A travers chacun de ses reportages audiovisuels, la Télévision de l'habitat a surtout été une « belle aventure humaine sous l’égide du logement », souligne Thierry Becam, administrateur, animateur et bénévole de l’association, rappelant que l’habitat reste un levier essentiel d’inclusion, de bien-être et de cohésion sociale.
Valoriser la vocation de chaque association
« Habiter Demain a vécu et nous avons souhaité que les fonds restants reviennent à trois associations qui œuvrent au quotidien pour aider des personnes vulnérables ou en difficulté, indique Georges Le Franc, maire de Saint-Barnabé, qui a présidé Habiter Demain et l’agence départementale d’information sur le logement (ADIL 22). Dans une société où on parle beaucoup de discrimination, nous avons décidé de remettre un chèque de plus de 3400 € à l’Adapei-Nouelles Côtes d’Armor et aux parents du territoire de Dinan-Lamballe. Idem pour l'association Ker Antonia de la Fondation Solacroup Hébert qui accueille et accompagne des femmes victimes de violences intrafamiliales avec leurs enfants, et Visages d’Espoir qui prend en charge une partie des mineurs non accompagnés en Côtes-d’Armor. Cette remise de chèque est une façon de valoriser la vocation de chacune de ces trois associations qui militent pour le bien-être et le devenir des personnes qu’elles accompagnent. »
A l'Adapei-Nouelles Côtes d'Armor, le don de l'association Habiter Demain a permis de financer l'achat de stylos lecteurs numériques aidant les personnes en situation de handicap à lire un texte ligne par ligne en toute autonomie, via une synthèse vocale intégrée.
Bouger, faire du sport, c’est bon pour la santé ! Une conviction partagée par la Casden (banque coopérative de la fonction publique), la Banque Populaire Grand Ouest et l’ACEF Grand Ouest 22 qui ont financé de nouveaux équipements pour l’IME Guy-Corlay qui dépend du Dispositif enfance de Saint-Brieuc.
Eviter la sédentarité et encourager une activité physique régulière, adaptée aux capacités de chacun. Tels sont les objectifs de l’équipe éducative de l’IME Guy-Corlay. « On consulte les emplois du temps des jeunes en repérant les journées où ils restent trop longtemps assis, explique Sonia Meister, psychomotricienne, et Stéphane Salomon, éducateur sportif.

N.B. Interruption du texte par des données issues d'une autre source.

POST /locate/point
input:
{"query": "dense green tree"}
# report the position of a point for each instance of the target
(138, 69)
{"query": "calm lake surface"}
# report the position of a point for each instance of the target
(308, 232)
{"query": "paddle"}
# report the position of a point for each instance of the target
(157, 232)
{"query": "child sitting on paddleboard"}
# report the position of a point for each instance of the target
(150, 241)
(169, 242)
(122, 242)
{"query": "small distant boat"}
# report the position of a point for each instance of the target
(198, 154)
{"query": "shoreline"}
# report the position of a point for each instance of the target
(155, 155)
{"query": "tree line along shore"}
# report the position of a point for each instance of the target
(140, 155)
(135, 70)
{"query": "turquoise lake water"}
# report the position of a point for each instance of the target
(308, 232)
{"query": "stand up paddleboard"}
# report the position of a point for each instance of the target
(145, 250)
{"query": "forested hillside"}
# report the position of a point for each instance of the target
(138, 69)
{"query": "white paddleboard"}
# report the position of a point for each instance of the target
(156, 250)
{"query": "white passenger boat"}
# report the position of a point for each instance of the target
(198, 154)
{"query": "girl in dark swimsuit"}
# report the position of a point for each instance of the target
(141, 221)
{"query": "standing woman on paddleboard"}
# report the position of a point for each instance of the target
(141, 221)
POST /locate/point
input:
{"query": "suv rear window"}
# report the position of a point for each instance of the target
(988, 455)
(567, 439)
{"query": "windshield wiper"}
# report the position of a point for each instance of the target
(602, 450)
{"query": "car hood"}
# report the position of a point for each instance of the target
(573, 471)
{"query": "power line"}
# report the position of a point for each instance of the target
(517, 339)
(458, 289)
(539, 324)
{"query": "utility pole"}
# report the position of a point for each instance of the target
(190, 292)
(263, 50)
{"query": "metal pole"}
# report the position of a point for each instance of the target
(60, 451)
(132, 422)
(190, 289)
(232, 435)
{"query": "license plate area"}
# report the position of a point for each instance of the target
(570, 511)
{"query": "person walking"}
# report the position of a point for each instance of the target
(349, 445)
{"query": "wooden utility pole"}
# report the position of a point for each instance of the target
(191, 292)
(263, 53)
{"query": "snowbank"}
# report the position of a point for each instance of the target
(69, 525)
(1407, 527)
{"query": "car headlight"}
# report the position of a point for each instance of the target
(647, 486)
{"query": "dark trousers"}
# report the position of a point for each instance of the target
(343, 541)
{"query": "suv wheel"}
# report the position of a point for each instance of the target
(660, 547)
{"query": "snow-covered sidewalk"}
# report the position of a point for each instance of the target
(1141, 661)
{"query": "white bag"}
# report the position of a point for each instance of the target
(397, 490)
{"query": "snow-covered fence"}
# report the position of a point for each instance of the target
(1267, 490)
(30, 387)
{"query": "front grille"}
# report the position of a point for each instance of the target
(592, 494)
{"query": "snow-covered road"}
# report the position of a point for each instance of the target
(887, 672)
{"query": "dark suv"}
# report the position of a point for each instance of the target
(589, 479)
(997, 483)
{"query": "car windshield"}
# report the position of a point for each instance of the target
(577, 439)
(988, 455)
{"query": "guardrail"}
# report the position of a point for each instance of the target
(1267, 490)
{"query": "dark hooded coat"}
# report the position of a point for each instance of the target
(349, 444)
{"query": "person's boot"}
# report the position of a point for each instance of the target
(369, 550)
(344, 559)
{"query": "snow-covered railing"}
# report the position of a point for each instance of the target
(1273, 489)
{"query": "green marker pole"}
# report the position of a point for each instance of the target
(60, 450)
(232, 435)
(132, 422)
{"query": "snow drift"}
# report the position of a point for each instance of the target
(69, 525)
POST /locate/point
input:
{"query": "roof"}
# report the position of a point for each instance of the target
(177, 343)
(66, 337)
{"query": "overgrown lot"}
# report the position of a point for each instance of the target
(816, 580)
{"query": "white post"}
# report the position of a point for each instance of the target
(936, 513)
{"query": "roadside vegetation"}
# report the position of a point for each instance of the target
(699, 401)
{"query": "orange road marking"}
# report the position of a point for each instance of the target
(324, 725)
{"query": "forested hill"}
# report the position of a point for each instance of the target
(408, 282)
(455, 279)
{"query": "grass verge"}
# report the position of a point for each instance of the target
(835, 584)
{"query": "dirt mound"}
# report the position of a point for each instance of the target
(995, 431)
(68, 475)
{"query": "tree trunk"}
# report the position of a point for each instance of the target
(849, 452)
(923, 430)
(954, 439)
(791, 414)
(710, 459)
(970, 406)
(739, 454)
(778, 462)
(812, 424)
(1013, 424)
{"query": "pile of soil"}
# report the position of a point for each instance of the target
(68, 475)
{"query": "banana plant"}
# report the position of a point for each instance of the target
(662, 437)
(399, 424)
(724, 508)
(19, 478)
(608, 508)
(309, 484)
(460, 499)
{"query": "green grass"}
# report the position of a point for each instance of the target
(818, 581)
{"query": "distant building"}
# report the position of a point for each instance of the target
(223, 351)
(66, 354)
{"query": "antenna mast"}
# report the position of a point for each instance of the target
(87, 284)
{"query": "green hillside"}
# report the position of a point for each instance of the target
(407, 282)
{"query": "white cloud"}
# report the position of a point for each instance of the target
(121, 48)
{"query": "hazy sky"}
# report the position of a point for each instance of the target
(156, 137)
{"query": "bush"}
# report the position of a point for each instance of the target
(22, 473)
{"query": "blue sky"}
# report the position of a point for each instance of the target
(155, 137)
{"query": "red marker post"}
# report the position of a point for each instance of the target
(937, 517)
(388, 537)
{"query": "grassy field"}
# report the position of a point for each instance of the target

Lorsqu’on constate qu’un jeune manque de temps d’activité physique, on lui propose une séance, souvent sur la pause méridienne. »
Ces temps dédiés durent environ trente minutes. Au programme : dix minutes de vélo, dix minutes de tapis de course et dix minutes de jeux de raquettes. « Il n’y a aucun esprit de compétition. Le sport est avant tout un moment pour bouger, s’amuser et se faire du bien. »
Concentration et attention
Pour Céline Tillon, directrice du Dispositif enfance de Saint-Brieuc, les bénéfices sont visibles. « On observe une vraie évolution chez les enfants, notamment en termes d’endurance et de capacités physiques. Le sport apporte aussi de la tonicité, améliore la concentration et favorise l’attention. »
Lors des vacances scolaires, des défis sportifs sont également organisés sur deux ou trois jours avec la participation des jeunes et des professionnels de l’IME. « Des binômes sont formés avec une sensibilisation sur l’alimentation et un goûter adapté, précise l’équipe éducative qui se réjouit de l’achat d’un nouveau vélo d'intérieur et d’un tapis de course grâce à l’aide financière (1600€) apportée par la Casden, la Banque Populaire Grand Ouest et l’ACEF Grand Ouest 22.
A travers cette action, les deux partenaires de l’Adapei-Nouelles Côtes d’Armor réaffirment ainsi leur engagement en faveur du sport santé et du bien-être des jeunes de l’IME, en accompagnant des initiatives qui améliorent concrètement leur quotidien.